By: Jack Henderson
At Stonehage Fleming, philanthropy is viewed as an integral part of a family’s overall wealth strategy. As well as requiring collaboration between our core Family Office and Investment teams we hold strategic fiduciary and operational functions for many of our clients. Together, they help to define a purpose, design giving and investment strategies and implement and manage philanthropic plans.
The period since the Covid pandemic has seen the emergence of some interesting client themes. Generally, they reflect a shift from reactive to proactive philanthropy and mark a cultural and strategic evolution in how wealthy families engage with their values and communities.
Philanthropy is moving from a reactive gesture to a proactive, strategic commitment
Cultural Shift
Recent conversations with clients reflect an increasing importance place on philanthropy, now seen as a vital part of how families engage with society. In many ways, there can be no greater tangible deployment of their social capital – the way they want to communicate their values, conduct business and interact with the communities around them. As strategies driven by families’ principles gain traction, philanthropy is moving from a reactive gesture to a proactive, strategic commitment.
During the Covid pandemic, wealthy families came to understand new ways they could make a difference through philanthropy. It wasn’t just in response to the immediate health crisis but the many gaps in education and social care and other sectors that Covid threw a spotlight on. Since then, the trend in giving has matured as a larger proportion of our clients come to us to work on strategies that reflect their new philanthropic ambitions.
Investing in a new era of philanthropy
Several structures and approaches are emerging as firm favourites in helping families act proactively. Though not all, many of these can be used to reduce the administrative burden that may have hampered family giving historically, while all have made it more accessible.
Although not a new thing, donor-advised funds – or DAFs – have increased in popularity over recent years. According to the CAF UK Giving Report, contributions to DAFs totalled £852.6 million in 2023 and grants from donor-advised funds to other charities were £645.4 million, an increase of 16.4 per cent over the prior year (Source: National Philanthropic Trust UK Donor-Advised Fund Report 2024).
They are flexible, tax-efficient vehicles that allow donors to gift assets to a fund managed by a sponsoring charity. The donor can then recommend grants to recognised charitable organisations over time. They are an increasingly popular option among our client base due to their cross-border giving benefits and comparatively modest cost.
Family foundations are another option for our clients as they provide families with direct control over charitable activities and grant-making. Experience shows that the ‘Next Gen’ is increasingly interested in these vehicles. Our recent discussions with clients point towards the fact that younger clients are more comfortable than older family members to attach their names to a cause – a feature, perhaps, of the generational shift towards transparency and impact. The fact that foundations are more publicly visible than other structures may lend themselves to this new openness. Furthermore, they are a useful tool for considering purpose and uniting a group of people (often from several generations) around a common, publicly-stated philosophy.
Though similar to foundations in many ways, charitable trusts are often seen to be a simpler solution. Governance is embedded due to trustee-led oversight and infrastructure. Charitable objectives can be written in to the terms of the trust which may also facilitate tax efficient giving including some inheritance tax benefits.
Having said that many families are seeking simplification through flexible structures, others demonstrate their philanthropic proactivity through seeking greater involvement in the investment strategy for their charitable endowments. For those who want to engage with the commercial ‘story’ of their investments, venture philanthropy may be an attractive option.
Venture philanthropy – applying venture capital principles to social impact initiatives – is gaining popularity as a dynamic approach to supporting start-ups and growth-stage social enterprises. It uses impact investing or public-private partnerships to amplify results, blending investment techniques with positive social outcomes.
Strategy sustainability is a growing focus for philanthropists keen to ensure the enduring impact of their efforts. This can take the form of establishing ‘evergreen’ endowments, which can provide perpetual funding, or considering multi-year support programmes for causes which require strategic coordination between donor and beneficiary.

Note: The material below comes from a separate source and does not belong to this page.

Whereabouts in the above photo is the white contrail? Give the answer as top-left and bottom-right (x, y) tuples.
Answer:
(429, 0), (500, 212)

Ultimately, philanthropy is no longer just about giving back, it is about aligning wealth with purpose and using social capital to make a meaningful difference. As families become more intentional in their approach, considered, long-term strategic advice becomes ever more important.
Jack Henderson is an Associate Director within Stonehage Fleming’s London Family Office team. With over fifteen years’ experience of working with private clients, assisting on a broad range of financial matters and advising on the administration of fiduciary duties, he supports UK-based international clients and has a particular focus on Philanthropy.
Disclaimer: This information is provided for general guidance and does not constitute tax, legal, or financial advice. Individual circumstances vary. You should consult your usual tax adviser to understand how any charitable contribution may affect your personal tax situation.